According to Daniel Siegel, author of Brainstorm: The Power and Purpose of the Teenage Brain, teens are naturally searching for what is new and novel. The burst of power and energy in the adolescent brain is a search for what is new. The teen wants to try new things and explore the world. At the same time, a teen will have a heart full of emotions. Although this can lead to moodiness, it points to the explosion of life that is happening within. And lastly, with a fiery mind and heart, full of emotions and curiosity, the teen is likely going to be creative and innovative. However, that curiosity might lead an adolescent in directions that don’t support his or her overall growth, or worse, in directions that are harmful.
One example of this is the exploration of drugs, such as marijuana. But of course using drugs comes with damaging addictions and dire circumstances. Drugs are chemicals. They affect the brain’s ability to regulate mood. They affect perception of the environment and the way the five senses function. Drugs interfere with the way the neurons in the brain communicate with each other. In fact, the brain is one large network of communication. There are billions of neurons and nerve cells that are forever taking in information and passing it along to other neurons. In order for one neuron to communicate with another, it creates a chemical, called neurotransmitters. As that neurotransmitter attaches to the part of the cell in the brain called the receptor, they operate like a key and lock. In this way, the brain makes sure that each receptor will receive the right kind of neurotransmitter. Once the neurotransmitters do their job, they are pulled back into their original neuron from which they came. When it returns, this process shuts off the messaging signal taking place between neurons.
However, when drugs are introduced into the brain, they affect the ability for neurons to communicate with one another. This is particularly dangerous for teens because the signaling and communication that is happening in the brain is on fire during adolescence. Neurons are wiring and new connections between the two hemispheres of the brain are forming. This kind of growth and connection forming is in an explosive time during adolescence. If the brain can continue to be plastic, that is, if new neural connections can continue to form and if old ones can be released, this is can support healthy brain function and mental health. These neural connections and adaptability are important in a teen’s learning, behavior, and mood regulation.

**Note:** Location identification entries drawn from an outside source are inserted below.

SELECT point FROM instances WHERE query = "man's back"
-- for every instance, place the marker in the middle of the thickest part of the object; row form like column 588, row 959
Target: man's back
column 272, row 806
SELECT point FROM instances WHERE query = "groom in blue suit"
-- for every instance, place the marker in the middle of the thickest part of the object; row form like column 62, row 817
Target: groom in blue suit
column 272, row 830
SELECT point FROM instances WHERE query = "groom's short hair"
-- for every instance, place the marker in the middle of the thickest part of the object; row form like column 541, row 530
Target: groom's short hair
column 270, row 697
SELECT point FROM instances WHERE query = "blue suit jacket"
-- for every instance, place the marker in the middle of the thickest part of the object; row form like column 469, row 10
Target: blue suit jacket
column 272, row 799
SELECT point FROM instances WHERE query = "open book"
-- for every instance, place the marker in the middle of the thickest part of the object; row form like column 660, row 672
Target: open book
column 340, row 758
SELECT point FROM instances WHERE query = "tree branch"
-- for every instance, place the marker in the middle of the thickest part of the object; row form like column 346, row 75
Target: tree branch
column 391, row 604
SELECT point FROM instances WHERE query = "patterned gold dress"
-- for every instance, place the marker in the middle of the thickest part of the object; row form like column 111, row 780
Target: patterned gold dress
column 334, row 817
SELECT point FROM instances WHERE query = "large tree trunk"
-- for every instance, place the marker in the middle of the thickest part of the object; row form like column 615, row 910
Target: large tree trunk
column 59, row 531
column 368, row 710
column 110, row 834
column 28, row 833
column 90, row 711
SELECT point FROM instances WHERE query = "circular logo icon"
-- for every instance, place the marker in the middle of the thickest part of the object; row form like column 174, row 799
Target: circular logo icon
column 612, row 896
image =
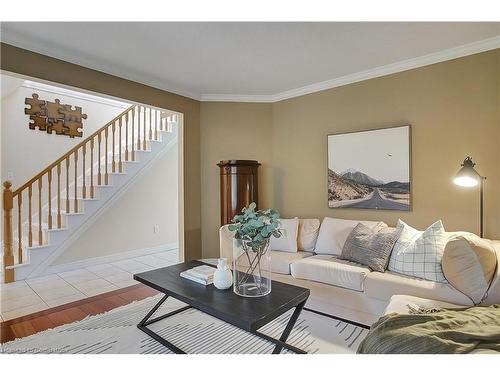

Some drugs such as marijuana will mimic a neurotransmitter and in a way “fool” a receptor. The drug will lock onto the receptors and activate the nerve cells. However, because the drug is not the neurotransmitter that is intended for that receptor, the neurons end up sending abnormal messages throughout the brain. Of course, this leads to hallucination, abnormal thoughts, and change in perception. Regular teen marijuana abuse (considered to be at least once per week) can lead to cognitive decline, poor attention, and decreased IQ levels.
If you or a friend has a problem with teen marijuana abuse, consider talking to an adult about the dangers of this drug and how you can put an end to your use of it.